Looking forward to seeing Wolf Children later this month... I'm not as gigantic on Hosoda as some people, but I'm ready to be impressed...
Posted by: Jog | 2013.11.12 at 11:04
Ghost Hound is a slow burn anime and its ending is very anti-climatic; that pissed off a good amount of people. But I thought the ending worked well, seeing how the story was going. Also, Ghost Hound was one of those few animes that became genuinely creepy as it went on.
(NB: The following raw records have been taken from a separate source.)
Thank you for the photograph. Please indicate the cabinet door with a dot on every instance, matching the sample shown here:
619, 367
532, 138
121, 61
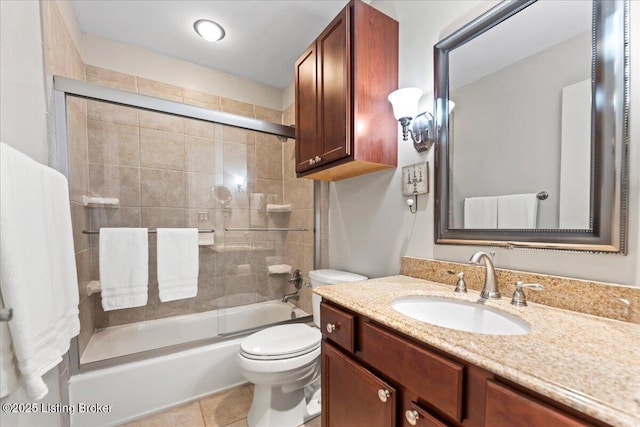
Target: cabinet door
308, 144
352, 396
334, 88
Agree with Bokurano on how it was deconstructed but I give him some credits about the multiple-universes and he pushed that concept to horrifying heights and what a bleak ending... Though not as crazy as his Shadow Star.
Eureka Seven is cool, at times it gets overly cliche but damn, it has some smooth ass animations; that and Xam'd: Lost Memories from Bones, good to great animation.
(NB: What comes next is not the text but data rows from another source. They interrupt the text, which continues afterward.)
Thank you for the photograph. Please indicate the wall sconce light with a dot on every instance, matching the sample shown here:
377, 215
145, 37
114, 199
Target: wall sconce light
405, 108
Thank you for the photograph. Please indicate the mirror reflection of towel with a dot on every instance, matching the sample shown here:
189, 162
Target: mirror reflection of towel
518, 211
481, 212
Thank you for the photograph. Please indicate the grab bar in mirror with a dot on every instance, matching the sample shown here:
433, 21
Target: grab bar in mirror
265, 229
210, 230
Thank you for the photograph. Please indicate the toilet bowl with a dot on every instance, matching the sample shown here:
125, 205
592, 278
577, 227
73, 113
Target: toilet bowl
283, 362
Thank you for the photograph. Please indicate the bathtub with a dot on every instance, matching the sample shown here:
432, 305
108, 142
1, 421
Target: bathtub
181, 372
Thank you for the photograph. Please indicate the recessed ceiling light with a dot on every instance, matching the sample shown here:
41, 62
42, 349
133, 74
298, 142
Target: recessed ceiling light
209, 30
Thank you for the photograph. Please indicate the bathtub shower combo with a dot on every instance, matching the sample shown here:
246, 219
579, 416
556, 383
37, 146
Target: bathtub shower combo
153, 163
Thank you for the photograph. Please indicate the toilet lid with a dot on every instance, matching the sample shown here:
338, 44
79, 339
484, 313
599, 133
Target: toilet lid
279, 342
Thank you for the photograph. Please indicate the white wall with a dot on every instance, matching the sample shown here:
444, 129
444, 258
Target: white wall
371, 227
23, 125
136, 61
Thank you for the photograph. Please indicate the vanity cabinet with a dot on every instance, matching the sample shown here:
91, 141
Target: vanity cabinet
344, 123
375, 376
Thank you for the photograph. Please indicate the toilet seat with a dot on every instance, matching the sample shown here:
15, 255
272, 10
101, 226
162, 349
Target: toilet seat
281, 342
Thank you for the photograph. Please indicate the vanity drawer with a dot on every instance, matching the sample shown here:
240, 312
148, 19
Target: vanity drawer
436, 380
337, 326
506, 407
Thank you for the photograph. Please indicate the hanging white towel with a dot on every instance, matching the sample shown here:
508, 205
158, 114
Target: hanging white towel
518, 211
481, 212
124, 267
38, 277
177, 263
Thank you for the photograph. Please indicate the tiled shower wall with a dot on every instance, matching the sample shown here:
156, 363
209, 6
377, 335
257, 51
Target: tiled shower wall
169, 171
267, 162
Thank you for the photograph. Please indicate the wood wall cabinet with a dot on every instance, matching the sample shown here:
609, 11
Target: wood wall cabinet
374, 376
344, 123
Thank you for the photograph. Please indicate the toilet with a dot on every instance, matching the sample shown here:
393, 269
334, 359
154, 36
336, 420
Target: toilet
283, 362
Lain, oh man. I re-watched it recently, some of it is hard to watched but I still love it. Lain, Ergo Proxy, Paranoia Agent, & Texhnolyze were my go-to bizarro animes back then.
And I finally got around to see East of Eden, pretty fucking cool anime and movies; I dug them and really good animation.
Posted by: Larry B Vossler | 2013.11.12 at 21:00
I love Joe as the guest on the podcast, since he obviously has an affinity for the Italian genre fare. Thanks for the Live Like A Cop, Die Like A Man recommendation. I was unaware that Deodato did a polizieschi, but your review of it sold me on making it my top viewing priority. All of his stuff is at least interesting from the standpoint of how Italian genre cinema of the late 70's worked (his filmography has him jumping all over the map from genre to genre), even if none of it has much artistic merit.
Also -- you both spoke of your love for The House By The Cemetery -- any chance on doing a Fulci retrospective for next year's Halloween episode? That seems a bit out of Tucker's wheelhouse...but it would be entertaining.
Posted by: Troy Olson | 2013.11.13 at 12:33
Also, re: Lords of Salem. I wasn't blown away by it like I was hoping to be when I heard what the premise was (great visuals and some standout acting moments, but he doesn't quite hit the Polanski note that he's trying for). However, Zombie's stuff is at least always worth discussing, even when it's been a bit uneven. Unless I'm forgetting someone, he is one of two director's out there who seem to be true horror "auteurs", who actually have a respect for the genre's history and the basic concepts which make it work (Ti West being the other). Pretty much everything else in the genre is hacky and soulless.
Posted by: Troy Olson | 2013.11.13 at 12:42
Next years halloween special is going to be a scene by scene discussion of Orphan.
Posted by: Sean Witzke | 2013.11.13 at 13:53
Is it wrong of me to anti-recommend Serial Experiments Lain?
The Live Like a Cop I want to see, but like it's got no seeds.